Dear married members of the 100 Hour Board,
I just got married about 2 months ago. I love my husband so much, and being married is fun. It's just... not as different as I thought, you know? I expected to feel more secure in our relationship, or to feel a sense of permanence, or to feel some kind of major life change. But it still feels like we're just hanging out all the time and doing everything together. Sometimes we both have to remind ourselves that we're married, that we're never going to date other people again, that we shouldn't flirt with that cute guy/girl we see on the bus... etc. It's still pretty new, so I'm sure we'll get used to it. I'm just curious: did any of you go through something like this? How long did it take for the reality of marriage to really settle in?
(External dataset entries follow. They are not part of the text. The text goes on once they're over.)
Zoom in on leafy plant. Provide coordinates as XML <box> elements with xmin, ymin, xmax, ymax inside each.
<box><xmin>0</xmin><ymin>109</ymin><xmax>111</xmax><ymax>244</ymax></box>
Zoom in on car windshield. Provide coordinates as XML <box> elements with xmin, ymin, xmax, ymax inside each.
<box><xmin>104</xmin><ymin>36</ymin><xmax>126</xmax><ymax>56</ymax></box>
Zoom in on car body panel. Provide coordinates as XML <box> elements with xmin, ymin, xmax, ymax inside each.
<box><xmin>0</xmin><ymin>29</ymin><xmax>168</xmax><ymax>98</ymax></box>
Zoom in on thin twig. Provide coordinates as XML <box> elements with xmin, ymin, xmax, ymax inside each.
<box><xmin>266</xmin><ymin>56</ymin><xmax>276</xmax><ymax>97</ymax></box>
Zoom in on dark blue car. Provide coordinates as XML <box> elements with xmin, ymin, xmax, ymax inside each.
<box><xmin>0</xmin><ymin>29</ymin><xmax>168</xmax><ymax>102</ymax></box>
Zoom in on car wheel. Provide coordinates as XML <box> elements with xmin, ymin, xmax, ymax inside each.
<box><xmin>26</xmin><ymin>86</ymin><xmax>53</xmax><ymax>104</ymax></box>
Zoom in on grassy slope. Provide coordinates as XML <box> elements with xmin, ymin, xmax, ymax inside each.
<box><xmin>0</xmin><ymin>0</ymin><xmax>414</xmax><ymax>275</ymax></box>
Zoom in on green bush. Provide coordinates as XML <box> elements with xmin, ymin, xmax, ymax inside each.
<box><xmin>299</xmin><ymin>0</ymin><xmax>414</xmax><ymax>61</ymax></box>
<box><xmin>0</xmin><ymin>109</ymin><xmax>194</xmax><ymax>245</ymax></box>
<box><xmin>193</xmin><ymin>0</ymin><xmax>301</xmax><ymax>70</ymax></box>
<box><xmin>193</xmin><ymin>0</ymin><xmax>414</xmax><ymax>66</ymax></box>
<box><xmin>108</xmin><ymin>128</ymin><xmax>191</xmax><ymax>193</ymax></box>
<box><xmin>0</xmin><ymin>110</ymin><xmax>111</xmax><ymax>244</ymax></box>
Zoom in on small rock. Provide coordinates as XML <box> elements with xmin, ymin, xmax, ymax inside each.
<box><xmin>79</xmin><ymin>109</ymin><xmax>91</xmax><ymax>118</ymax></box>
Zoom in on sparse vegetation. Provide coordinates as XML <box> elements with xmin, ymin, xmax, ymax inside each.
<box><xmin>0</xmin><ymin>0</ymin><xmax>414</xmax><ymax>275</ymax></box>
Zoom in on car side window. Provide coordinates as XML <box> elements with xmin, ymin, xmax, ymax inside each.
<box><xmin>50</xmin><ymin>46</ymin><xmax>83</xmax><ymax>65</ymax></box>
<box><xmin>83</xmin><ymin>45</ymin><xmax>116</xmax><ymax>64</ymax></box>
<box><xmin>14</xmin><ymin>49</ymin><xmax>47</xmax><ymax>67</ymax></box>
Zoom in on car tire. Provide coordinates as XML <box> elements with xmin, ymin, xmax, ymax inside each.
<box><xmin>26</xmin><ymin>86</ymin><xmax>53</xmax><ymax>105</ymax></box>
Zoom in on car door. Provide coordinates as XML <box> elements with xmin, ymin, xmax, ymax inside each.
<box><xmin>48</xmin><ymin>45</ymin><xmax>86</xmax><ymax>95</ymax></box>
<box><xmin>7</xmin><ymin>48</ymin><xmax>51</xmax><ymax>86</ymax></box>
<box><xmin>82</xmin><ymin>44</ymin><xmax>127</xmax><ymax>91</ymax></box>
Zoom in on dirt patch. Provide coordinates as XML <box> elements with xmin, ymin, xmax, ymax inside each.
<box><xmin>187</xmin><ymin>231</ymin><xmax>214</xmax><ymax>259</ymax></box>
Or are we just the worst married couple ever & we need to get it together? Any insights would be appreciated.
Wait, did you flirt with other people on the bus when you were just dating?
But I get what you mean. Being married doesn't fundamentally change who you are, or what your life is like. Both of you are still the same people as you were two months ago, living the same lives you were, but now with an extra layer of commitment. But because so much of your lives remains the same, you don't always notice that extra level of commitment and change. And that's okay, it doesn't mean there's anything wrong with your marriage or with you. Honestly, I think you just eventually get used to being married and stop comparing it to not being married.
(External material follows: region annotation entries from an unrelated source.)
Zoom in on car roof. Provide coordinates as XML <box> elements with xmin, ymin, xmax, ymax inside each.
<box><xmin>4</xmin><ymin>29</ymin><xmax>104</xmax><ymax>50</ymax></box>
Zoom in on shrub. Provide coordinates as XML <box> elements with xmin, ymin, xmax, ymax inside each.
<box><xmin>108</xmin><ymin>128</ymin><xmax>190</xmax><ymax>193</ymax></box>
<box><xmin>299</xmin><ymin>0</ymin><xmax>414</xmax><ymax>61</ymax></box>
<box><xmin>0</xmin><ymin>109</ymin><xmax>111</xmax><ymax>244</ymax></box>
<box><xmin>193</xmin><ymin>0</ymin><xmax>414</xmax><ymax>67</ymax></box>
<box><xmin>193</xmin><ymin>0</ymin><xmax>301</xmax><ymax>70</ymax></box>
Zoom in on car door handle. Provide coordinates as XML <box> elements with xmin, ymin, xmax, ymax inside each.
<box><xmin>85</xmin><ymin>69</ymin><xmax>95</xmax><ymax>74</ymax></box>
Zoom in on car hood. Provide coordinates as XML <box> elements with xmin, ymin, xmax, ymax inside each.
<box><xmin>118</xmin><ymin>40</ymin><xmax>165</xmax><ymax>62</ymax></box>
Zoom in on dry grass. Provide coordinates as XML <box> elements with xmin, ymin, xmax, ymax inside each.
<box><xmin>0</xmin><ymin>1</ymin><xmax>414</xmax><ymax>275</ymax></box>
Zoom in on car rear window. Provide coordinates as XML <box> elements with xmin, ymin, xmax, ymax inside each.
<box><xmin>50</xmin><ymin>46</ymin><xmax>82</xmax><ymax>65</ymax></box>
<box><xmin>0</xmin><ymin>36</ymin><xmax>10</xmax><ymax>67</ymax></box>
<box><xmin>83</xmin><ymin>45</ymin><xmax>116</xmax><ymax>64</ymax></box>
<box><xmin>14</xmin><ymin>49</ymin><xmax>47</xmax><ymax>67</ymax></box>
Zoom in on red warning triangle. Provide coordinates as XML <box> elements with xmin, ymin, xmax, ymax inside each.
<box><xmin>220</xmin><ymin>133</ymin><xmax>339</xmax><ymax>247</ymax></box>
However, it's also totally valid to want a grand sweeping romance at least sometimes, or even just to want an exciting life together that's different from the way your lives were before getting married. Personally, what I think helps with that is just doing stuff together. Obviously with work and school and life, it's sometimes difficult to have time to just be with each other, so make time sometimes! Go on exciting dates, plan a fun vacation for just the two of you, make goals and work on them together, decorate your apartment to make it cute and home-y and yours, do things out of the ordinary together. It's really easy to fall into a groove, so switch it up every once in a while and do something exciting and new. But in the meantime, don't worry too much that every moment isn't the most amazing thing you've ever experienced.
I can totally relate to the feeling that married life is not that different from singledom. I think that the anticipation of marriage turns it into a huge event in our minds (and it totally is). However, since most engaged couples spend as much time together as possible, only a few things really changed. You're both still the same people that you were 2 months ago; nothing about a marriage ceremony is going to change that. The real growth and change in marriage begins once you get married.
Over time, it really just starts to feel normal. I've been married for just over 2 years, and it feels weird to imagine a time when Ms. Mitty wasn't a huge part of my life.